By squaring both sides and rearranging, the equation becomes

\begin{align*} \left( \sqrt{x+4} + \sqrt{x+10} \right)^2 = \left( \sqrt{8x + 18} \right)^2 &\implies \left( \sqrt{x+4}\right)^2 + 2\sqrt{x+4}\sqrt{x+10} + \left( \sqrt{x+10} \right)^2 = \left( \sqrt{8x + 18} \right)^2 \\ &\implies(x+4) + 2\sqrt{x+4}\sqrt{x+10} + (x+10) = 8x + 18 \\ &\implies 2\sqrt{x+4}\sqrt{x+10} = 6x + 4 \\ &\implies \sqrt{x+4}\sqrt{x+10} = 3x + 2. \end{align*}

Again squaring both sides, we have

\begin{align*} \left( \sqrt{x+4}\sqrt{x+10} \right)^2 = \left(3x + 2\right)^2 &\implies (x+4)(x+10) = (3x + 2)^2 \\ &\implies x^2 + 14x + 40 = 9x^2 + 12x + 4 \\ &\implies 8x^2 - 2x - 36 = 0 \\ &\implies 4x^2 - x - 18 = 0 \\ &\implies (4x - 9)(x + 2) = 0. \end{align*}

The solutions to this final equation are

$x = \dfrac{9}{4} \quad\text{and}\quad x = -2.$

But we need to be cautious here; our squaring may have introduced “false” solutions.

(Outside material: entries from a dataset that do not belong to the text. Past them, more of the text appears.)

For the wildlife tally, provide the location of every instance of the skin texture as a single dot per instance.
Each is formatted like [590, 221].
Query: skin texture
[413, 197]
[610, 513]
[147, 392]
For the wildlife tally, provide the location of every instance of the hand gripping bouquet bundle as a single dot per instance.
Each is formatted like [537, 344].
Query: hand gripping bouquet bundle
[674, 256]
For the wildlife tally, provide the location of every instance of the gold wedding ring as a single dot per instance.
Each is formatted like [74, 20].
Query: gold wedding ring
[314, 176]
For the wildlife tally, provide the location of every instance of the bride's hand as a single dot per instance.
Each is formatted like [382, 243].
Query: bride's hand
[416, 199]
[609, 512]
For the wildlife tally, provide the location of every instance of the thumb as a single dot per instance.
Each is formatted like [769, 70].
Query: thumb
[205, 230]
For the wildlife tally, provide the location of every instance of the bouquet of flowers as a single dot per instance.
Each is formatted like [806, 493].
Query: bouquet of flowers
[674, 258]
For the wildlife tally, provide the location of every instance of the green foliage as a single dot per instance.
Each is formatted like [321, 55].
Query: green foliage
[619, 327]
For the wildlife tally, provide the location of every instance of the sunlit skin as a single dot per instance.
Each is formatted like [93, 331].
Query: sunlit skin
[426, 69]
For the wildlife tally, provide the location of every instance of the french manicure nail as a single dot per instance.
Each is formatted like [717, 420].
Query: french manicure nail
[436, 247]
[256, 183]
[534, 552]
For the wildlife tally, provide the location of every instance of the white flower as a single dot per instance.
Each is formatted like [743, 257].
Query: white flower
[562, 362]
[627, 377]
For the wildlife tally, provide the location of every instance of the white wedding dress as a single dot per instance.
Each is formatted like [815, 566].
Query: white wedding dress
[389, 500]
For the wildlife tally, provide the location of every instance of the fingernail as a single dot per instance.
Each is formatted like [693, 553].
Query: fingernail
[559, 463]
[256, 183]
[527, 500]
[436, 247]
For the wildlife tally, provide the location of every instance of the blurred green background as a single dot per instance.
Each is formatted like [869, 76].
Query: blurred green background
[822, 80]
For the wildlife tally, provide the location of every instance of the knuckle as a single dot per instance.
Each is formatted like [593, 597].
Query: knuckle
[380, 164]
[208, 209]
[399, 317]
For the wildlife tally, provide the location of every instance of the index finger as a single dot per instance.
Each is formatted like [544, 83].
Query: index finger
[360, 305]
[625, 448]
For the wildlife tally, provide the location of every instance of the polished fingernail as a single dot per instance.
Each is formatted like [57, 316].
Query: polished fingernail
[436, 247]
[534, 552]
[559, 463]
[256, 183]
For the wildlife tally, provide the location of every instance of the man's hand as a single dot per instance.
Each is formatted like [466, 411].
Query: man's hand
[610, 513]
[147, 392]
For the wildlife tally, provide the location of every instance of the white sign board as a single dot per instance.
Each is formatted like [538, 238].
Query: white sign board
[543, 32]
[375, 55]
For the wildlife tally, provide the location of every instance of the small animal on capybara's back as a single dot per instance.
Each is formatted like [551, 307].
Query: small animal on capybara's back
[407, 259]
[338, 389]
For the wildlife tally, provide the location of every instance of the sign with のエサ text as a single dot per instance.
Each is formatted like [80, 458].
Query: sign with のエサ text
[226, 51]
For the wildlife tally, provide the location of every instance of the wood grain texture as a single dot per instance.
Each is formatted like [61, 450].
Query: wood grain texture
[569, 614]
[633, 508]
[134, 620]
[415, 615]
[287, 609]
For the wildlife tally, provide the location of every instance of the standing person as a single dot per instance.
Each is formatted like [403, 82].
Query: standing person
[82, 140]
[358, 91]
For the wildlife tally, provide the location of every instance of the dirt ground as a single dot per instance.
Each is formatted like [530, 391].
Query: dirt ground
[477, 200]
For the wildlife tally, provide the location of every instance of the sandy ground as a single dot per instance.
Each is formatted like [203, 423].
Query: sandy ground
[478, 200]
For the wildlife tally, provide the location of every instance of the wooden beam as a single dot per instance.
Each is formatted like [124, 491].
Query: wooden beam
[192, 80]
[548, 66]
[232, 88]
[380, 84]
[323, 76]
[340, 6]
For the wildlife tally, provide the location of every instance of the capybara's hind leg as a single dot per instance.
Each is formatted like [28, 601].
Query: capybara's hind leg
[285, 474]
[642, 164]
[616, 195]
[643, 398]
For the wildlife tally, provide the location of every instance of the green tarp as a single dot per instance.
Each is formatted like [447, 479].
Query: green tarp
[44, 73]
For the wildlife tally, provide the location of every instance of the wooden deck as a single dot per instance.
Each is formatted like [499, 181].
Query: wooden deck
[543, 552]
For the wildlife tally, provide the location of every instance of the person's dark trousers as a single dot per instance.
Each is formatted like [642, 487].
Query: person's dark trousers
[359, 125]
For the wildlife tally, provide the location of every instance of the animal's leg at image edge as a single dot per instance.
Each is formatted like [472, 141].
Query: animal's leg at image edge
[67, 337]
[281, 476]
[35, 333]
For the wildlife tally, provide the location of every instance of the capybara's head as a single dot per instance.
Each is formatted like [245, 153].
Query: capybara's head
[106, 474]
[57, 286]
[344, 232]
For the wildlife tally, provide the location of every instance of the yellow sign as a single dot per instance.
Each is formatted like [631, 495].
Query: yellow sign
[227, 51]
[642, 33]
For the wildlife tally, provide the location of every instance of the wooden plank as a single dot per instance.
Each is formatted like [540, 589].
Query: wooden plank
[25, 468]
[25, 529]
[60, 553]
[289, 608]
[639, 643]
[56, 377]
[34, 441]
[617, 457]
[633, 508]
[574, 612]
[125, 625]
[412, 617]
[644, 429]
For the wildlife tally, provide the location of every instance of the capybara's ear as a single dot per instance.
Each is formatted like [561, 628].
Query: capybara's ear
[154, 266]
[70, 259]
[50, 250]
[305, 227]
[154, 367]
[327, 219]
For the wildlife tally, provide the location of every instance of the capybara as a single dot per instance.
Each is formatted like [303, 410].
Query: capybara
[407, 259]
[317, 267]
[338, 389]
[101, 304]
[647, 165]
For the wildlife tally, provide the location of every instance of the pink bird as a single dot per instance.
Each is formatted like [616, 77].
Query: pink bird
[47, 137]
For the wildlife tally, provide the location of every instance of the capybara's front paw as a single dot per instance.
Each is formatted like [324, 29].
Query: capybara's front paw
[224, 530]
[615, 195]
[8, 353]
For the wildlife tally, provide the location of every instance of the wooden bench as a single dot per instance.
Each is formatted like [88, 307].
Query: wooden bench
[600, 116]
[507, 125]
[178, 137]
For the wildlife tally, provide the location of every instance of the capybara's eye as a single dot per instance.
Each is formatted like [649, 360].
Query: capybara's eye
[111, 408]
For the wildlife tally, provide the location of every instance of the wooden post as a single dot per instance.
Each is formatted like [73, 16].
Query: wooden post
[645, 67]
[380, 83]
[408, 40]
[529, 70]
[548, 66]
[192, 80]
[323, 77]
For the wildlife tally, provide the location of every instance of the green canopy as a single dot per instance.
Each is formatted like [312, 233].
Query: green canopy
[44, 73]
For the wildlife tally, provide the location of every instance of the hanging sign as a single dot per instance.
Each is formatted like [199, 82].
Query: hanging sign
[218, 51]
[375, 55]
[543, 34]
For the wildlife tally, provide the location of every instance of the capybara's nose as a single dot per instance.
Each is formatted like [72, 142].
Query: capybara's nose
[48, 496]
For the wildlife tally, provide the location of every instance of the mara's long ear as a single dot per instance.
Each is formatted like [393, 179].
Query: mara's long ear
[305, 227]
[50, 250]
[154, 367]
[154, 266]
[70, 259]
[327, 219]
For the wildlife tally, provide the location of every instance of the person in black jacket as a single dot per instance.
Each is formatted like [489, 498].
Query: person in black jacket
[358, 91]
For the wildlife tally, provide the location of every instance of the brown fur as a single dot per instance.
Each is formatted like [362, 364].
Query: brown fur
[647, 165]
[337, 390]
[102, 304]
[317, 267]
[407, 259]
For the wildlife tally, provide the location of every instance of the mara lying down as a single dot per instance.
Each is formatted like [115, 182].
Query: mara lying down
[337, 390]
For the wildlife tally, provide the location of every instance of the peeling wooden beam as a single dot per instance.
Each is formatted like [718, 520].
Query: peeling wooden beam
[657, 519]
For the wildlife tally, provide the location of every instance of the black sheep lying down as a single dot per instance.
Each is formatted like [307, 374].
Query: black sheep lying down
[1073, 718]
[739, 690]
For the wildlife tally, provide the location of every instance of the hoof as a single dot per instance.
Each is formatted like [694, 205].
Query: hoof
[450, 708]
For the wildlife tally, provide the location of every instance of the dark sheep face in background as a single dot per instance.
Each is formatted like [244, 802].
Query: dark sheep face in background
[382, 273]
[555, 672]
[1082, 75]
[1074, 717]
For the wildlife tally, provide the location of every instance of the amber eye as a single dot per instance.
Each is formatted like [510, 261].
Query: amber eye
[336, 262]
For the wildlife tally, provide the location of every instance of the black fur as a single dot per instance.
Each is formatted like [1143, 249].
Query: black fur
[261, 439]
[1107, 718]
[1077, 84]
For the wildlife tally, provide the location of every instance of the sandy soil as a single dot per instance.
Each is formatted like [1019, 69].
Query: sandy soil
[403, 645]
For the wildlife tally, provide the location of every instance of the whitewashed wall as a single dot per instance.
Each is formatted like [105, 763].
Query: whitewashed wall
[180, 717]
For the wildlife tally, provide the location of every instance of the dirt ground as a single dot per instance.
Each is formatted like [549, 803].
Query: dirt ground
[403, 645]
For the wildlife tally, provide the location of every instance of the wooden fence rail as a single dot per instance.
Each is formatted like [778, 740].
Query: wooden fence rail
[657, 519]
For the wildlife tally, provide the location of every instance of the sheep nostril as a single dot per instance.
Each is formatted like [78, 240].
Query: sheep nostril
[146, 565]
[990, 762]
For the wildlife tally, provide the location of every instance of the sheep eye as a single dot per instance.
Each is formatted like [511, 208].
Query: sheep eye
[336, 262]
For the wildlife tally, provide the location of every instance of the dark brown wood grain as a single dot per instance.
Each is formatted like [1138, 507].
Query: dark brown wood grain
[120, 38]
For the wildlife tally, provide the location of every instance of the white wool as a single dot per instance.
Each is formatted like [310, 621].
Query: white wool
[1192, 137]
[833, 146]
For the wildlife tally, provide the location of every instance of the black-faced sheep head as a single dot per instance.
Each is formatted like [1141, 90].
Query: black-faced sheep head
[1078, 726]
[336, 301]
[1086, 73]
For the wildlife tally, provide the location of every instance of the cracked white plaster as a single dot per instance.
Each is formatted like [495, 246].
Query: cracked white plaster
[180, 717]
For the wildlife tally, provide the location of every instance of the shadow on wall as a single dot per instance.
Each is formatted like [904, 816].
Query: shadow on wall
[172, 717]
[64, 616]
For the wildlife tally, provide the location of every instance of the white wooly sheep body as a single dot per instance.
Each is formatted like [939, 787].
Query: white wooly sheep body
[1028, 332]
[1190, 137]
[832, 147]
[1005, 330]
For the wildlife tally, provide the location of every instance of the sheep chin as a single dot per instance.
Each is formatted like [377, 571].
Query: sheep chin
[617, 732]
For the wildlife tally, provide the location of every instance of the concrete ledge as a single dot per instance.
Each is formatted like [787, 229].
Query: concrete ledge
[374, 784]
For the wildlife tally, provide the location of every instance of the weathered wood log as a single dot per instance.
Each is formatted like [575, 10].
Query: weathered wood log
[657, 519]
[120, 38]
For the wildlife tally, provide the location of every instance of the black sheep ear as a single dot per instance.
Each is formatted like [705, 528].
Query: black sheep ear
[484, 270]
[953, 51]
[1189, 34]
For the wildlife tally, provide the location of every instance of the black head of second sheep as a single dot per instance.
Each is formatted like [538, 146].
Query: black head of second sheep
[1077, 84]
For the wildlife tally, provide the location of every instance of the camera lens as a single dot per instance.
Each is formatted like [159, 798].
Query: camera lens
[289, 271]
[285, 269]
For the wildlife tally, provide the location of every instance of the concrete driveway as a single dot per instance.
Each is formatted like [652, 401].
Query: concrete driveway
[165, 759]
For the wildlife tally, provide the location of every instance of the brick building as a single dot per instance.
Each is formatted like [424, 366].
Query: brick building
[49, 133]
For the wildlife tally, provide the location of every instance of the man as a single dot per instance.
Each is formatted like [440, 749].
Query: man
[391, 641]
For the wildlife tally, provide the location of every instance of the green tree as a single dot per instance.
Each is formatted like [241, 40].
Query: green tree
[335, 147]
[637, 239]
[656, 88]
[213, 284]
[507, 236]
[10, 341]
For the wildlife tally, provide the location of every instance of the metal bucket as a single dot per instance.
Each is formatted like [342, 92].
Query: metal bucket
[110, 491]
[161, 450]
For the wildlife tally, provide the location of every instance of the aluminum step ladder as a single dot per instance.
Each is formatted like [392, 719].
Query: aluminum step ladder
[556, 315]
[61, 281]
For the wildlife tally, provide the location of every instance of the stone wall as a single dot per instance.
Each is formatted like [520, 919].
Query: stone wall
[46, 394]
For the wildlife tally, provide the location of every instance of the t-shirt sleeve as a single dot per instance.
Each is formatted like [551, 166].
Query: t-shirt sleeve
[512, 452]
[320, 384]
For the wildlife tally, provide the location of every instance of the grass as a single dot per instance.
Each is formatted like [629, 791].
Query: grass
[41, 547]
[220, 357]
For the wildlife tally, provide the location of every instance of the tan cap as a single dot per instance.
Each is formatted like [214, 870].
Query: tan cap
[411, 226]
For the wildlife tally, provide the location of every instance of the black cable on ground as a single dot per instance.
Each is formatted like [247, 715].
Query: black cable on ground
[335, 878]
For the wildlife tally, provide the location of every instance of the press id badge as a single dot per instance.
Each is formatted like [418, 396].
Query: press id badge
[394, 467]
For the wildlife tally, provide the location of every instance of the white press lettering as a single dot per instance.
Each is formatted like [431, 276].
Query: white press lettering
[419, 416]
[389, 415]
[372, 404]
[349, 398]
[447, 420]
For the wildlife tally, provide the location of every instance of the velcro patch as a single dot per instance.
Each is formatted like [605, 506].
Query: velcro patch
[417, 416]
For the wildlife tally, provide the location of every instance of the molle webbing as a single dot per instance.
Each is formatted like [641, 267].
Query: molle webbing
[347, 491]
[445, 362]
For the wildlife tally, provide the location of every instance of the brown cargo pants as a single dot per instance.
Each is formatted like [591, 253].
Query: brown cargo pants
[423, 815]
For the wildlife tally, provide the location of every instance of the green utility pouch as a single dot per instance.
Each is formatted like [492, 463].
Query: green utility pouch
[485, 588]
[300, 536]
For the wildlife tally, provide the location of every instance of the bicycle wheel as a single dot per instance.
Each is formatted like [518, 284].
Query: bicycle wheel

For example, the equation $x+1 = 2$ clearly has the unique solution $x = 1$. But if we square both sides, we get $(x+1)^2 = 4$, which has the solution $x = 1$ and the “false” solution $x = -3$.

So we need to check our answers by substituting back into our original equation.

If we do this, we see that $\dfrac{9}{4}$ is a solution, but $-2$ is not.